L’Authority riconosce che le nuove regole dettate da Basilea III «comporteranno inevitabilmente un razionamento del credito, soprattutto nei confronti delle imprese più rischiose e innovative». In questo quadro, è necessario «bilanciare la centralità del credito bancario nel modello di finanziamento delle imprese e nelle scelte di investimento delle famiglie». Le ricapitalizzazioni implicano un impegno temporale che ha un prezzo tangibile per gli investitori. Di conseguenza, un ricorso maggiore al debito rispetto all’equity sembra più conveniente in questa fase.
Un altro nodo intricato della relazione odierna concerne la governance delle società italiane. La ratifica nel nostro ordinamento della shareholders directive comunitaria e la normativa sulle parti correlate sono due passi avanti, mentre la deroga per via statutaria alla passivity rule, approvata in fretta per evitare la scalata di Parmalat, doveva servire a «contrastare il rischio di distruzione di valore». Tuttavia, i patti di sindacato rimangono. In merito, lo stesso Vegas prima nota che gli storici assetti proprietari – famiglia o Stato – delle società hanno favorito «forme di controllo basate su gruppi piramidali e sindacati di voto, che le hanno rese scarsamente contendibili», per poi sottolineare che «da sempre la legislazione italiana ha favorito la contendibilità, limitando le possibilità di difesa delle società a fronte delle scalate ostili. L’effetto indesiderato è stato quello di accentuare la chiusura degli assetti proprietari delle imprese». Insomma, qual è la causa e quale la conseguenza?
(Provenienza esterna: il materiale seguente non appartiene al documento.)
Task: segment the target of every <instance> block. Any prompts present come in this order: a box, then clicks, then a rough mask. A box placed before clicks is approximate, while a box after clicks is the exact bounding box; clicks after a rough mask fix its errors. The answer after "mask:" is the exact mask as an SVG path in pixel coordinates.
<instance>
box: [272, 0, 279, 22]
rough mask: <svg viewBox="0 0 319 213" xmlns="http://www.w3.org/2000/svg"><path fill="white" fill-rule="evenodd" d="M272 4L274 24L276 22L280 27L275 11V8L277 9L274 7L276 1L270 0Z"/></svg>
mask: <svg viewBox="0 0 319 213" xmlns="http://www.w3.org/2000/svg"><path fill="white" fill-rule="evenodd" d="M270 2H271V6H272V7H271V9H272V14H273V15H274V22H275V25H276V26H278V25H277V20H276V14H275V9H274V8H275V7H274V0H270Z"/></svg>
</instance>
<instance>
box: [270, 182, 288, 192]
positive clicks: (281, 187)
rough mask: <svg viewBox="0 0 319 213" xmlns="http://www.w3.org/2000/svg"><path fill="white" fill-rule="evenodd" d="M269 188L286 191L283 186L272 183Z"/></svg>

C’è, infine, la questione del listing. Consob – la quale vorrebbe avocarsi nuovamente tale funzione, oggi deputata a Borsaitaliana – sostiene che la produzione di documenti in larga parte coincidenti (Consob oggi approva il prospetto dell’Ipo) sfavorisca le piattaforme regolamentate rispetto a quelle over the counter. Il modello è la Fsa, l’authority londinese. Il quale è dotato di poteri ispettivi decisamente più stringenti rispetto al regolatore italiano, ed è studiato per un sistema finanziario composto – come ha ricordato Scaroni nel suo intervento – in prevalenza da public companies. Visti i recenti trascorsi delle banche inglesi, inoltre, prendere a modello la Fsa è piuttosto azzardato.